Conséquences pour le marché et pour l'Ukraine
À court terme, des livraisons supplémentaires peuvent freiner la hausse des prix du pétrole. Cependant, l'effet structurel des sanctions sur les recettes pétrolières russes demeure : selon des estimations préliminaires de Reuters, les recettes pétrolières de la Russie auraient pu chuter d'environ 46 % en janvier en raison de la baisse des prix et du renforcement du rouble.
Pour l'Ukraine, la question clé n'est pas tant le prix des carburants que l'efficacité des sanctions et la transparence des chaînes d'approvisionnement. Si les possibilités de contournement des restrictions augmentent, la pression destinée à limiter les flux financiers finançant la guerre diminue.
« Nous raffinerons le pétrole russe dans l'usine destinée au marché intérieur. Cela permettra de continuer à fournir du carburant à l'UE depuis la seconde raffinerie, orientée vers l'exportation. »

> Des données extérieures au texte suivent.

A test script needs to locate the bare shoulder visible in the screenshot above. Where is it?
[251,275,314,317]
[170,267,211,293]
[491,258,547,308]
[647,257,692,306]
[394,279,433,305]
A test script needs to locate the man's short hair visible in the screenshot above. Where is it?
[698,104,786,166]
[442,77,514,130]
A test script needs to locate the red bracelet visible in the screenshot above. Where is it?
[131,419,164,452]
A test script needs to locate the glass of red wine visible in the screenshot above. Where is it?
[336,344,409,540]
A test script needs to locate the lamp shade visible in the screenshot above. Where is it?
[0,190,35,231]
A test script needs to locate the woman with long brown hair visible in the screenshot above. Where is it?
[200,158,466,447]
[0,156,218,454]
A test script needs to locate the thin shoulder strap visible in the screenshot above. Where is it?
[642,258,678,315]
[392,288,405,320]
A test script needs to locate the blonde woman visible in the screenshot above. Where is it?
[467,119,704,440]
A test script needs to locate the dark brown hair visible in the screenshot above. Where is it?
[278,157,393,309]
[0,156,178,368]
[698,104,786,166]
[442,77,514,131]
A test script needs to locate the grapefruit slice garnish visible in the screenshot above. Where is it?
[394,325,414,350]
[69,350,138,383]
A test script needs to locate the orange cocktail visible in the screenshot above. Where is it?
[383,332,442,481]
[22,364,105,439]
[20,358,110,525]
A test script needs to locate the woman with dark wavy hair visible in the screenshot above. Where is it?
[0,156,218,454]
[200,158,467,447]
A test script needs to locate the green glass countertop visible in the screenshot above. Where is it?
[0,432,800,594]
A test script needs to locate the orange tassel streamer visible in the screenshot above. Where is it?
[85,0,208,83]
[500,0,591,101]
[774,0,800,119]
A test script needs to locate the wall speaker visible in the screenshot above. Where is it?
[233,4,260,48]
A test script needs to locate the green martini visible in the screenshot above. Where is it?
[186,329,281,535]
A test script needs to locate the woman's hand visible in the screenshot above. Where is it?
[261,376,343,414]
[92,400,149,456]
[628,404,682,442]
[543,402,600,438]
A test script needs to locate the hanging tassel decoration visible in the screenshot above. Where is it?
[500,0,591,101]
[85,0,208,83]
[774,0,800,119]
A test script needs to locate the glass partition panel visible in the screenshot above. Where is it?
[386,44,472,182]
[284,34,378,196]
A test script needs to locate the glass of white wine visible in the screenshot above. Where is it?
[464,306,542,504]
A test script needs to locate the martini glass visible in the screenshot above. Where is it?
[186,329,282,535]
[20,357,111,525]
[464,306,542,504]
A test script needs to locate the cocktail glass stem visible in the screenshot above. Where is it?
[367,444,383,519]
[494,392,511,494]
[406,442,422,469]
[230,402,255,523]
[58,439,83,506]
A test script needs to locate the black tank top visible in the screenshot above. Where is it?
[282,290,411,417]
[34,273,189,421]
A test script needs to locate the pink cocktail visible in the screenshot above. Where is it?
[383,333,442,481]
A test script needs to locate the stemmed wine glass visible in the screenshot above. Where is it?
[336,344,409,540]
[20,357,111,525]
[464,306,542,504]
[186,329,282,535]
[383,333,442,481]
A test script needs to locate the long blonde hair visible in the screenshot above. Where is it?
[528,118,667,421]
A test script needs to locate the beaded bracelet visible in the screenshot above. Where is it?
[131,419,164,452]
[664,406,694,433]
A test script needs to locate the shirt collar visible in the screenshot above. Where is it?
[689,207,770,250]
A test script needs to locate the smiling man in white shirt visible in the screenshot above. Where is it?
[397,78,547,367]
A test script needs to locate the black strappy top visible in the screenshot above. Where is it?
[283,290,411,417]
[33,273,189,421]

— Reliance Industries, service de presse
Brève prévision
Les raisons du retour sont simples et rationnelles : les bénéfices économiques liés au rabais sur le pétrole russe et le besoin de matières premières pour de grandes capacités de raffinage. Toutefois, la suite dépendra de la fermeté du contrôle de l'UE et de ses partenaires. L'Ukraine devrait se concentrer sur deux axes : obtenir un suivi transparent des approvisionnements et renforcer la coordination internationale des sanctions — car c'est bien cela qui limite les possibilités de l'agresseur à financer la guerre.